High-entropy materials (HEMs) offer a quasi-continuous spectrum of active sites and have generated great expectations in fields such as electrocatalysis and energy storage. Despite their potential, the complex composition and associated surface phenomena of HEMs pose challenges to their rational design and development. In this context, we have synthesized FeCoNiPdWP high entropy phosphide (HEP) nanoparticles using a low-temperature colloidal method, and explored their application as bifunctional electrocatalysts for the oxygen evolution and reduction reactions (OER/ORR). Our analysis provides a detailed understanding of the individual roles and transformations of each element during OER/ORR operation.

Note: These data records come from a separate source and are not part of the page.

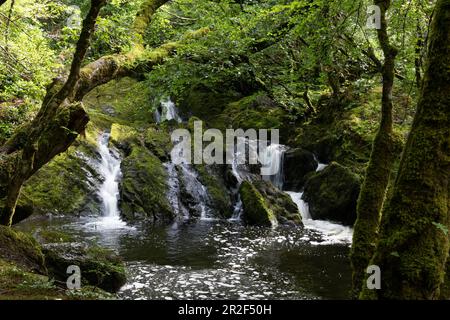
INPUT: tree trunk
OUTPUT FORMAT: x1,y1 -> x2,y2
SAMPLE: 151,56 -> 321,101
363,0 -> 450,299
0,0 -> 201,225
0,0 -> 106,226
351,0 -> 400,299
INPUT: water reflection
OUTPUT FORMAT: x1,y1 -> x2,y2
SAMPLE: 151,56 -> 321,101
15,217 -> 351,299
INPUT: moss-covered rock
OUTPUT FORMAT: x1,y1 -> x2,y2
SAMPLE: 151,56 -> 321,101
283,148 -> 318,191
144,126 -> 173,162
18,124 -> 100,222
177,85 -> 242,122
119,145 -> 174,222
20,148 -> 100,218
239,181 -> 278,227
303,162 -> 361,225
0,259 -> 115,300
83,77 -> 154,125
210,92 -> 290,136
239,180 -> 302,226
43,243 -> 126,292
196,165 -> 233,218
111,124 -> 174,222
0,226 -> 47,274
253,180 -> 302,225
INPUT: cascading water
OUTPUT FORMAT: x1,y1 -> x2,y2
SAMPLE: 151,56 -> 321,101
262,144 -> 353,245
155,102 -> 212,220
95,133 -> 126,228
155,98 -> 182,123
261,144 -> 287,190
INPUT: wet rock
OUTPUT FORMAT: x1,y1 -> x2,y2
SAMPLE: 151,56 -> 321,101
303,162 -> 361,225
239,181 -> 278,227
253,180 -> 302,225
119,145 -> 174,221
0,226 -> 47,274
43,243 -> 126,292
283,148 -> 318,192
239,180 -> 302,226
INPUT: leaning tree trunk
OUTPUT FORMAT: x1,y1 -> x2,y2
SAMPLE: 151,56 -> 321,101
0,0 -> 176,225
362,0 -> 450,299
0,0 -> 106,226
351,0 -> 400,298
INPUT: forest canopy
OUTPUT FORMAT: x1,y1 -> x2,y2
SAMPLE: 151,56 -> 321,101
0,0 -> 450,299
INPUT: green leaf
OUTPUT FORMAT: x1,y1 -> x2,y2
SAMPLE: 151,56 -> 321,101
433,222 -> 448,236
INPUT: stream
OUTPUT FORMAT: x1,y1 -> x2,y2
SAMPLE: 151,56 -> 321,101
15,101 -> 352,300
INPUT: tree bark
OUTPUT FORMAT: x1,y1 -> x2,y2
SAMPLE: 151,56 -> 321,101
351,0 -> 400,299
363,0 -> 450,299
0,0 -> 106,226
0,0 -> 199,225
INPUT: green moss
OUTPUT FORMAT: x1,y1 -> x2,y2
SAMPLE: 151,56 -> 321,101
43,243 -> 126,292
120,145 -> 173,221
195,165 -> 233,218
83,77 -> 154,125
144,126 -> 173,161
0,226 -> 47,274
252,180 -> 302,226
211,93 -> 286,130
22,148 -> 95,214
303,162 -> 361,226
239,181 -> 278,227
36,229 -> 73,243
0,259 -> 115,300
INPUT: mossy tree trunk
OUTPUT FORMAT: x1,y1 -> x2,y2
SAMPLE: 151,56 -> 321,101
0,0 -> 106,226
362,0 -> 450,299
0,0 -> 178,225
351,0 -> 400,298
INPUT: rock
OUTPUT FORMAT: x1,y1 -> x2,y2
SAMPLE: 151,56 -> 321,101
239,181 -> 278,227
0,225 -> 47,275
119,145 -> 174,222
111,124 -> 174,222
283,148 -> 318,192
43,243 -> 126,292
20,142 -> 101,219
303,162 -> 361,226
239,180 -> 302,226
195,165 -> 233,218
253,180 -> 302,226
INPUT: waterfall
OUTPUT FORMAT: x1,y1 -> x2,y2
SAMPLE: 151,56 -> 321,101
314,155 -> 328,172
164,135 -> 213,220
155,98 -> 182,123
96,133 -> 126,228
286,191 -> 353,245
261,144 -> 287,190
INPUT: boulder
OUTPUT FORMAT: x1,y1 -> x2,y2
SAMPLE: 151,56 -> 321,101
0,225 -> 47,275
119,145 -> 174,222
303,162 -> 361,226
239,180 -> 302,226
283,148 -> 318,192
239,181 -> 278,227
195,164 -> 233,218
43,243 -> 126,292
253,180 -> 302,225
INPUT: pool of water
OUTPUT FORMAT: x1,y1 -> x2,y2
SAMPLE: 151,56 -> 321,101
18,217 -> 351,300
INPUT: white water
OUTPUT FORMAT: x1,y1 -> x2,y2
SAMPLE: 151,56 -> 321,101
286,192 -> 353,245
261,144 -> 287,190
91,133 -> 127,229
155,98 -> 182,123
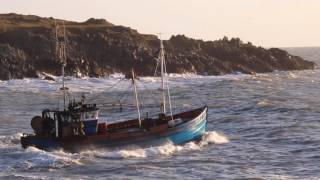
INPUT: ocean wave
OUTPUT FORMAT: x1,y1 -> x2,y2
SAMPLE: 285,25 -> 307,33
80,131 -> 229,159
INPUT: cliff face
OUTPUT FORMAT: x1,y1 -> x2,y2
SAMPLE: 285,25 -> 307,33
0,14 -> 315,80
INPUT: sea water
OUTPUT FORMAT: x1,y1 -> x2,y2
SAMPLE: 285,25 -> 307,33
0,48 -> 320,179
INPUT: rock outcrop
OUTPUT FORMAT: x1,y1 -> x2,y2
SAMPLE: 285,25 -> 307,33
0,14 -> 315,80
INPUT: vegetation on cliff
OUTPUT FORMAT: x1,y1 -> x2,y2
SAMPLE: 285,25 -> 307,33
0,14 -> 315,80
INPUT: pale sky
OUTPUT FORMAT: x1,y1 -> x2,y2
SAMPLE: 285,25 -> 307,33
0,0 -> 320,47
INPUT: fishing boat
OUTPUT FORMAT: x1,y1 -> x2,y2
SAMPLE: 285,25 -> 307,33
21,22 -> 208,152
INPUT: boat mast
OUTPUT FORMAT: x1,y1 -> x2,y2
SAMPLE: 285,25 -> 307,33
160,39 -> 166,114
62,21 -> 67,110
131,69 -> 141,127
54,19 -> 67,110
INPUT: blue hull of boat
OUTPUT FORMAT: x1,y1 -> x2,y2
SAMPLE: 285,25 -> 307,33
21,107 -> 207,151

Notably, the HEPs exhibit an exceptionally low OER overpotential of 227 mV at 10 mA cm−2, attributed to the reconstructed HEP surface into a FeCoNiPdW high entropy oxyhydroxide with high oxidation states of Fe, Co, and Ni serving as the active sites. Additionally, Pd and W play crucial roles in modulating the electronic structure to optimize the adsorption energy of oxygen intermediates. For the ORR, Pd emerges as the most active component. In the reconstructed catalyst, the strong d–d orbital coupling of especially Pd, Co, and W fine-tunes ORR electron transfer pathways, delivering an ORR half-wave potential of 0.81 V with a pure four-electron reduction mechanism. The practicality of these HEPs catalysts is showcased through the assembly of aqueous zinc–air batteries. These batteries demonstrate a superior specific capacity of 886 mA h gZn−1 and maintain excellent stability over more than 700 hours of continuous operation. Overall, this study not only elucidates the role of each element in HEMs but also establishes a foundational framework for the design and development of next-generation bifunctional oxygen catalysts, broadening the potential applications of these complex materials in advanced energy systems.